The Writing University conducts a series of interviews with writers while they are in Iowa City participating in the various University of Iowa writing programs. We sit down with authors to ask about their work, their process and their descriptions of home.

Today we are speaking with Inés Gallo De Urioste. Inés Gallo De Urioste, aka Lolita Copacabana, is an Argentinian writer, editor, translator and author of Buena Leche - Diarios de una joven [no tan] formal (2006) and the novel Aleksandr Solzhenitsyn (2015). In 2017, she was included in the Hay Festival’s ‘Bogotá 39,’ a list of 39 outstanding new Latin American authors. She co-directs Momofuku, a small publishing house in Argentina, and is a candidate for an MFA in Spanish Creative Writing at the University of Iowa.

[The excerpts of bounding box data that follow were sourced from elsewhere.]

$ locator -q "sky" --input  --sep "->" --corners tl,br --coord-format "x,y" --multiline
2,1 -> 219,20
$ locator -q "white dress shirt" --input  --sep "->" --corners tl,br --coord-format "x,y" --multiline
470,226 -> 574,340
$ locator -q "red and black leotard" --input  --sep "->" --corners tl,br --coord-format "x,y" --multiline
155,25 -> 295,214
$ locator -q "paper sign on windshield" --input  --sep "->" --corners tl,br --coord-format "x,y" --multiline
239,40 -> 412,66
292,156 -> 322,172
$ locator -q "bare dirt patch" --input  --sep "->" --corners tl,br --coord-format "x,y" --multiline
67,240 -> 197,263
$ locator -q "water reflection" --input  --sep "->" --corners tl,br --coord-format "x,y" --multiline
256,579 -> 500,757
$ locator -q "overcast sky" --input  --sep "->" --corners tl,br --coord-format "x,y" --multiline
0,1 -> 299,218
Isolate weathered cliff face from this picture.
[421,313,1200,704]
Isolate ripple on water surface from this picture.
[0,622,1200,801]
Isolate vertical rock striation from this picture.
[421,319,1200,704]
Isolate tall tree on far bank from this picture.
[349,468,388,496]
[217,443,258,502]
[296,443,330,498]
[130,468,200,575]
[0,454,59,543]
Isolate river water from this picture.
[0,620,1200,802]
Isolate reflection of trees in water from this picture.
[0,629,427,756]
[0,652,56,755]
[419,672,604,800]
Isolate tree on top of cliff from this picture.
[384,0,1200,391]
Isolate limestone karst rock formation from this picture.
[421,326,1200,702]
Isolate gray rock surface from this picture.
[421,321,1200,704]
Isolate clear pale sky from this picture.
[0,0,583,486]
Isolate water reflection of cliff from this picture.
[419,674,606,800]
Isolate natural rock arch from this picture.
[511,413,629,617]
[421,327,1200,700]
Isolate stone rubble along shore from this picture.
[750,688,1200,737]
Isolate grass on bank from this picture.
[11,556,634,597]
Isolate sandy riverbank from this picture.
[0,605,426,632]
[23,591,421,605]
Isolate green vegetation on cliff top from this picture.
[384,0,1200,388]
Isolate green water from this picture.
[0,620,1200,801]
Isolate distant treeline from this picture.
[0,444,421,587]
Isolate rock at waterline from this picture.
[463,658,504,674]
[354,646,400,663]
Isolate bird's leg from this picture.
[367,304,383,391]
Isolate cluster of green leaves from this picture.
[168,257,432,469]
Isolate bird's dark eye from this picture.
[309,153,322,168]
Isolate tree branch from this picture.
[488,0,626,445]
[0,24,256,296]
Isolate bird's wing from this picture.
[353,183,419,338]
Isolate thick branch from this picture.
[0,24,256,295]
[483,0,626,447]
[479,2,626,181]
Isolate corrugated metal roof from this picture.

1. Do you have a plan or project in mind for the next semester?

I am currently working on the second draft of a new novel, Mi descubrimiento de América, a project I've been on for about two years, and that has benefited a lot from the program. It's a work of autofiction in which, through an exploration of various registers and genres, I tell the story about my first year as a student here in Iowa City. While drawing hypothesis about the future of literature and challenging the basis of patriarchy—of course. Right now I'm not even sure where in the world I'll be living come August, but I'm certain I'll be wanting to channel my creative energies on that. 


2. What does your daily practice look like for your writing? Do you have a certain time when you write? Any specific routine?

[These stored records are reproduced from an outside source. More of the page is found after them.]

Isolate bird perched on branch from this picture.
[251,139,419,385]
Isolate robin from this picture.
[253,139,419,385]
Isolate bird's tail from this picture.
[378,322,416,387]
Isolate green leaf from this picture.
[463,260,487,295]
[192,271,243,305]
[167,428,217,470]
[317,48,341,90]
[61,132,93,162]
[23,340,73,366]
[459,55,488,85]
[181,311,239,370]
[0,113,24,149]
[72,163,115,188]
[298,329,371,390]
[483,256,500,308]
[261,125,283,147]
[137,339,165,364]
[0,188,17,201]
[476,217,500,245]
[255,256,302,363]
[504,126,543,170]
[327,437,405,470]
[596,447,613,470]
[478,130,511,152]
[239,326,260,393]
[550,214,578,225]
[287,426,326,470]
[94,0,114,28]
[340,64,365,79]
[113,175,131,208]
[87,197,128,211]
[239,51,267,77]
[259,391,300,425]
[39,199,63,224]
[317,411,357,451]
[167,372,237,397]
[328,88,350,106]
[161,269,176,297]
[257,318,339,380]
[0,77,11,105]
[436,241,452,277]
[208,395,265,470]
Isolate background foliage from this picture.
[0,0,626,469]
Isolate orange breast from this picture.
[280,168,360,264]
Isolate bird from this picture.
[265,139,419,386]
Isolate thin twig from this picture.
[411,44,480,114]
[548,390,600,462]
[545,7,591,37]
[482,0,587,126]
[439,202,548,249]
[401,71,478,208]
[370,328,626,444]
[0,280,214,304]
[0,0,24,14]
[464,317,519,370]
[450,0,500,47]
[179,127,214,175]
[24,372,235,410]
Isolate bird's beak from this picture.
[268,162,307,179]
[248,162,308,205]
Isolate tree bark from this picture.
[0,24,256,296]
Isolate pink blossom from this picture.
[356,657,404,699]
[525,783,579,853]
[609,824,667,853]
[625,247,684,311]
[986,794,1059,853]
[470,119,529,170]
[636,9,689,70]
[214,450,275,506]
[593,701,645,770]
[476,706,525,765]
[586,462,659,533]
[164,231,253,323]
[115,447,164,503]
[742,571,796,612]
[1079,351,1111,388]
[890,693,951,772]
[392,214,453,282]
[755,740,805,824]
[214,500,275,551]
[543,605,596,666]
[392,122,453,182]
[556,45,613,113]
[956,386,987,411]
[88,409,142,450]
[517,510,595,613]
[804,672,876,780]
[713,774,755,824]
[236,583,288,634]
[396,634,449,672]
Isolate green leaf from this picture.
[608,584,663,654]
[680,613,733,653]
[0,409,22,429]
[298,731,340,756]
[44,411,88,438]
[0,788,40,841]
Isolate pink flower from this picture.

I've done a lot of unfruitful thinking about my creative process in the past, and lately I've come to the conclusion that throught my life only two things about it have been constant: struggle and change. I guess a good way to sum it up is to say that the ways in which I've managed to conjure the conditions in which writing can happen have varied a lot. But writing is, for me, always a product of deep reflection. Although I spend an enormous amount of time editing (I've usually memorized most of a piece by the time I am done), I spend even longer figuring out how to get there. By the time I arrive to the first sentence of anything, so much of this "figuring out" has taken place that the act of proper writing flows comparatively much easier. Once the tone, point of view and character are clear to me, once the semantics of a universe have been pin-pointed, the rest is less of a challenge; if unobstructed, it takes place way faster. And then: mornings, definitely. Maybe four or five hours a day. Editing is done after lunch.

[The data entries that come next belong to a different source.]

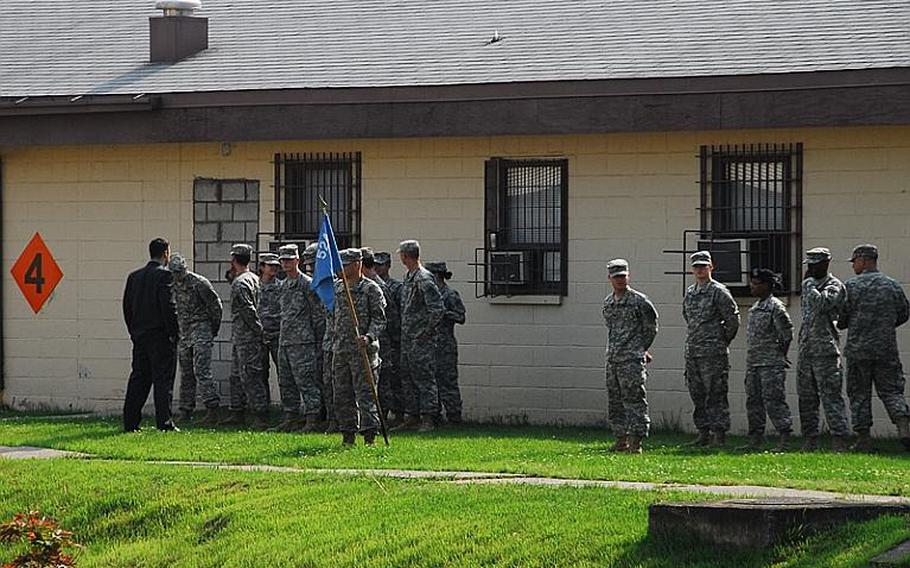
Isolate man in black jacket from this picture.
[123,237,183,432]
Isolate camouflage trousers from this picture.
[686,354,730,432]
[278,344,322,418]
[436,341,461,419]
[332,353,379,432]
[606,359,651,438]
[746,365,793,435]
[379,351,404,415]
[177,333,221,412]
[401,337,439,419]
[796,355,849,436]
[230,342,269,414]
[262,335,278,402]
[322,349,335,420]
[847,358,910,432]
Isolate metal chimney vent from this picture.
[149,0,209,63]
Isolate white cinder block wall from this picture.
[0,127,910,432]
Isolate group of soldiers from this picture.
[603,244,910,454]
[168,240,465,445]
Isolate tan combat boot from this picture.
[771,432,790,452]
[736,433,765,452]
[799,436,824,452]
[607,434,629,452]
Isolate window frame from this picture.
[478,157,569,297]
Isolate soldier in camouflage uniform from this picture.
[683,251,739,447]
[602,258,657,454]
[424,262,465,424]
[168,253,221,422]
[329,248,385,446]
[360,247,401,422]
[259,252,281,401]
[796,247,849,452]
[300,243,338,434]
[276,244,324,432]
[837,244,910,451]
[222,244,269,430]
[374,251,404,425]
[396,240,445,432]
[740,268,793,452]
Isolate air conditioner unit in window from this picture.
[490,251,528,285]
[698,239,749,286]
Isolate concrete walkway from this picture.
[0,446,910,505]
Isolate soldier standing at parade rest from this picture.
[330,248,386,446]
[373,251,404,426]
[276,244,323,432]
[396,240,445,432]
[222,243,269,430]
[168,254,222,424]
[683,251,739,447]
[300,243,338,434]
[740,268,793,452]
[837,244,910,451]
[259,252,281,401]
[424,261,465,424]
[602,258,657,454]
[123,237,179,432]
[360,247,401,424]
[796,247,850,452]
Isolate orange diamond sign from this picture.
[10,233,63,314]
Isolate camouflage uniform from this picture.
[837,270,910,432]
[259,278,282,400]
[371,276,401,414]
[436,284,465,422]
[400,265,445,420]
[329,278,386,433]
[231,272,269,414]
[746,295,793,436]
[602,288,657,438]
[683,280,739,433]
[174,272,221,412]
[278,273,323,419]
[796,274,849,437]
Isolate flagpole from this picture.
[319,196,389,446]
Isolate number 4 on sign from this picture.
[10,233,63,314]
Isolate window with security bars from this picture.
[697,144,803,295]
[482,158,569,296]
[274,152,361,248]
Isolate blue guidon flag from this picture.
[310,213,342,310]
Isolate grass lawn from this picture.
[0,417,910,496]
[0,462,910,568]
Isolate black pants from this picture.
[123,336,177,432]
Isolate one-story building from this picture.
[0,0,910,432]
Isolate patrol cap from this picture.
[847,243,878,262]
[300,243,319,264]
[803,247,831,264]
[423,260,452,279]
[607,258,629,278]
[689,250,714,266]
[398,239,420,256]
[167,252,187,274]
[278,243,300,260]
[259,252,281,264]
[373,250,392,265]
[339,249,363,265]
[231,243,253,256]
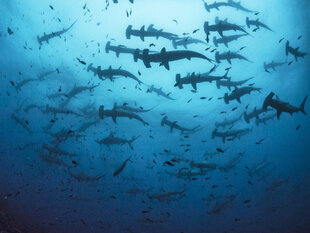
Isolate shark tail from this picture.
[300,96,308,115]
[224,93,229,104]
[243,112,250,124]
[245,17,250,28]
[172,39,178,49]
[105,41,111,53]
[285,41,290,56]
[263,92,275,110]
[203,21,210,35]
[215,52,221,63]
[133,49,140,62]
[175,74,183,89]
[87,63,93,72]
[213,36,219,47]
[126,25,132,40]
[99,105,104,119]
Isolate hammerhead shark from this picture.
[255,113,277,126]
[172,37,207,49]
[161,116,200,133]
[147,190,185,202]
[224,87,261,104]
[285,41,307,61]
[215,51,252,64]
[126,24,178,41]
[263,92,308,119]
[96,133,139,147]
[215,115,242,128]
[99,103,149,125]
[146,85,175,100]
[216,77,253,90]
[87,63,143,84]
[105,41,155,57]
[243,107,268,124]
[204,17,247,37]
[246,17,273,32]
[37,21,76,45]
[213,34,248,48]
[212,128,251,143]
[134,48,212,70]
[175,71,229,90]
[264,61,287,73]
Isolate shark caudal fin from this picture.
[142,49,151,68]
[215,80,221,89]
[133,49,140,62]
[126,25,132,40]
[285,41,290,56]
[243,112,250,124]
[213,36,219,47]
[105,41,111,53]
[160,116,168,126]
[300,96,308,115]
[87,63,93,72]
[215,52,221,63]
[224,93,229,104]
[99,105,104,119]
[203,21,210,36]
[175,74,183,89]
[172,39,178,49]
[263,92,275,111]
[245,17,251,28]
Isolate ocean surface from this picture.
[0,0,310,233]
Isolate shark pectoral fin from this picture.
[191,82,197,90]
[162,62,170,70]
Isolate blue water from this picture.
[0,0,310,233]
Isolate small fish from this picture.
[216,148,224,153]
[72,160,79,166]
[76,57,86,65]
[209,65,216,73]
[8,27,14,35]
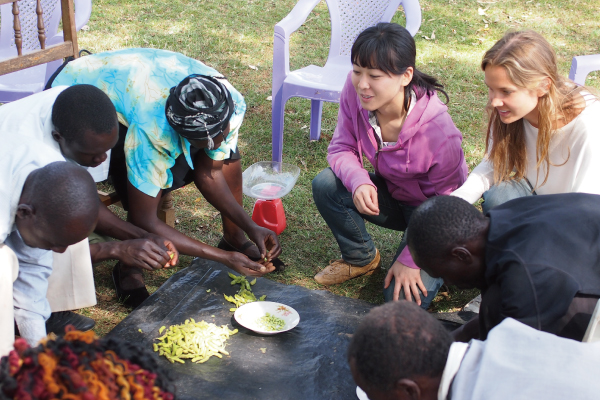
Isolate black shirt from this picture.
[480,193,600,339]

3. What are you currently reading right now? Are you reading for research or pleasure?

I've been reading for research for almost three years now, with very few exceptions. This past one most of the things I've been exploring and revisiting are autobiographical pieces, many of them travel narratives, many by non-native writers in and about North America, mostly but definitely not limited to the 20th Century. Among my favorites: Francis Trollope, François-René de Chateaubriand, Vladimir Maiakovsky, Simone de Beauvoir, Cesare Pavese, Jean Baudrillard, Ricardo Piglia... Plenty of American scholars, too. For a while I even became imaginary friends with someone called Percy G. Adams. Now I finally feel I'm ready to take a break, and there's a huge pile of books, mainly written by women, that I'm looking forward to reading for pleasure this summer. 


4. What is something the readers and writers of Iowa City should know about you and your work?

We're in progress.


5. Tell us a bit about where you are from -- what are some favorite details you would like to share with us about your home?

I'm from Buenos Aires, Argentina, and I hereby confess that what I've missed the most since I've been gone, apart from my daily dose of yerba mate and dulce de leche, is my dialect: Rioplatense Spanish. From what I hear, it's one of the most prominent ones to employ voseo in both speech and writing, and (because of the huge amount of Italian immigration we've historically had) it's often spoken with an intonation resembling that of the Neapolitan language. It was only after over a year of humble and fond exploration of the myriad of idiosyncratic twists Spanish englobes that I found myself preciously rediscovering, when visiting Buenos Aires, the cherished nooks and crannies I'd previously taken for granted in that unique southernmost language that, to me, spells "home". ♡


Thank you so much for talking with us today, Inés!